US: Country Blocking Digital Tax Agreement at OECD, Le Maire Says.

As published on news.bloombergtax.com/daily-tax-report, Thursday 11 June, 2020.

Global agreement on a version of the OECD’s plan to tax the digital economy should be possible by the end of this year, but the U.S. still has to be convinced, the French finance minister said Thursday.

“The last state that is blocking an agreement on digital taxation at the OECD is the United States,” said Bruno Le Maire, France’s Minister of Economy and Finance, speaking at a meeting of the French Senate’s finance committee.

“We won’t have a global, totally complete, agreement on digital taxation,” he added. “But we can at least have a minimal taxation on digital activities, really concentrated digital activities of the digital giants. That’s within reach.”

The Organization for Economic Cooperation and Development is trying to find global agreement on a plan that would reallocate more of multinationals’ profits to countries where they have users or consumers, and create a global minimum corporate tax and corresponding anti-abuse rules.
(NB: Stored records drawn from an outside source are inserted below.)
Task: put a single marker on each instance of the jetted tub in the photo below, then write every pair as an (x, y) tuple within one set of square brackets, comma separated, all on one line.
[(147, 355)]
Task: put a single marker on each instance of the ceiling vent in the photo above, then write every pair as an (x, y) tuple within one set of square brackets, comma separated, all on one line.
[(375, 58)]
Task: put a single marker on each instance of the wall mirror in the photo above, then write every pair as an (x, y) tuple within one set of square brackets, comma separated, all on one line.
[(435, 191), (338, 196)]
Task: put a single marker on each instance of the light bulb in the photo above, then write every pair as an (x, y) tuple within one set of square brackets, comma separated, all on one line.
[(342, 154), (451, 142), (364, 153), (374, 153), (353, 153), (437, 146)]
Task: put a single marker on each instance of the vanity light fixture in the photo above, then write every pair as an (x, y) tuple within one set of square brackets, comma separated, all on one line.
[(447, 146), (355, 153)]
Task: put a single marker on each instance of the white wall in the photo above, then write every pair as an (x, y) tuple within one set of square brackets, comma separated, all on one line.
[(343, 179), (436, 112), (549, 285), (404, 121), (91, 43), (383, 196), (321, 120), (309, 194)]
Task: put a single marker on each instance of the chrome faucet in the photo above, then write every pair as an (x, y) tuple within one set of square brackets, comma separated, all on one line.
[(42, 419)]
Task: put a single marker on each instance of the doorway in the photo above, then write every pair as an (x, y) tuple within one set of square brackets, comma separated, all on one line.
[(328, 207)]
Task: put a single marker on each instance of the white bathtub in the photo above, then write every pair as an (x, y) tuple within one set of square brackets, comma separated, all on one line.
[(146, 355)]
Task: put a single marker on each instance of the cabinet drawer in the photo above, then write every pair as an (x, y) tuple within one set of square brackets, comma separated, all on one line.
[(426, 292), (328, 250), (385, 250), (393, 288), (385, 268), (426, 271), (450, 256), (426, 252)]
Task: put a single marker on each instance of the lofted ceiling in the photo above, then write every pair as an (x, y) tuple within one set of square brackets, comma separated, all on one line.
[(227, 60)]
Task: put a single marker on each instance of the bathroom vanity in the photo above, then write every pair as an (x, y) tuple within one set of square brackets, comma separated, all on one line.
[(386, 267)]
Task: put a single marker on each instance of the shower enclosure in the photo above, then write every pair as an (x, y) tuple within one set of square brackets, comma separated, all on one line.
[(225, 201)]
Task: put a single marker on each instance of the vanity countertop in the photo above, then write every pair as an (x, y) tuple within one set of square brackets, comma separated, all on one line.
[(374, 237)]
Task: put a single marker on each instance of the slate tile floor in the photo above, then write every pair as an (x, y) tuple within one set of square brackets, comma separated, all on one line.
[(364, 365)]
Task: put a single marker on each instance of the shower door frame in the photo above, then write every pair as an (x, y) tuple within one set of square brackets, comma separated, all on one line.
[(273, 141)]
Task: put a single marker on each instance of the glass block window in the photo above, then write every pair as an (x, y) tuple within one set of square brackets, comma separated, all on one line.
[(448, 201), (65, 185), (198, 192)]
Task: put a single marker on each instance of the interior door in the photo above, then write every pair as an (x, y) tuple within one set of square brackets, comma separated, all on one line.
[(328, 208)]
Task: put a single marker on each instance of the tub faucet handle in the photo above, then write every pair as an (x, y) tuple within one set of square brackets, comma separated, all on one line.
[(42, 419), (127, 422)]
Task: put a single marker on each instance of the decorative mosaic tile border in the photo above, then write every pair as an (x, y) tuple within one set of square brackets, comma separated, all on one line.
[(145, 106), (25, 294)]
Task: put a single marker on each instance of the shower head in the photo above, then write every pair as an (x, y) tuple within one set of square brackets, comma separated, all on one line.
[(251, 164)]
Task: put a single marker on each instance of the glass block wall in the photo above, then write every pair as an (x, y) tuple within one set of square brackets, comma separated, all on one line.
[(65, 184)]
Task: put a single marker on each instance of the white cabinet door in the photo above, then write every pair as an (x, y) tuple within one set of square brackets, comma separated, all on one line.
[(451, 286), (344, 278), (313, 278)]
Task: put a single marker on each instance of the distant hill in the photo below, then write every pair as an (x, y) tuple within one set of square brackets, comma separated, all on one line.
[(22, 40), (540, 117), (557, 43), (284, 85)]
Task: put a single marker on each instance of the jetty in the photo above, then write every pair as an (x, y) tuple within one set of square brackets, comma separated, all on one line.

The project comes in response to the concerns of countries like France, which say tech giants aren’t paying enough tax where their users are. The U.S. has long said it opposes any OECD solution that would ring-fence the digital economy, applying a separate set of rules to tech companies.

The U.S. Treasury declined to comment.

France enacted a unilateral digital revenue tax in 2019, provoking a trade threat from the U.S. But tensions paused as both countries agreed to work toward a multilateral solution within the OECD, and France said it would suspend collection of its digital tax until the end of the year.

“Whatever happens, the digital giants will pay what they must pay in taxes in France for 2020, like any other company,” Le Maire said.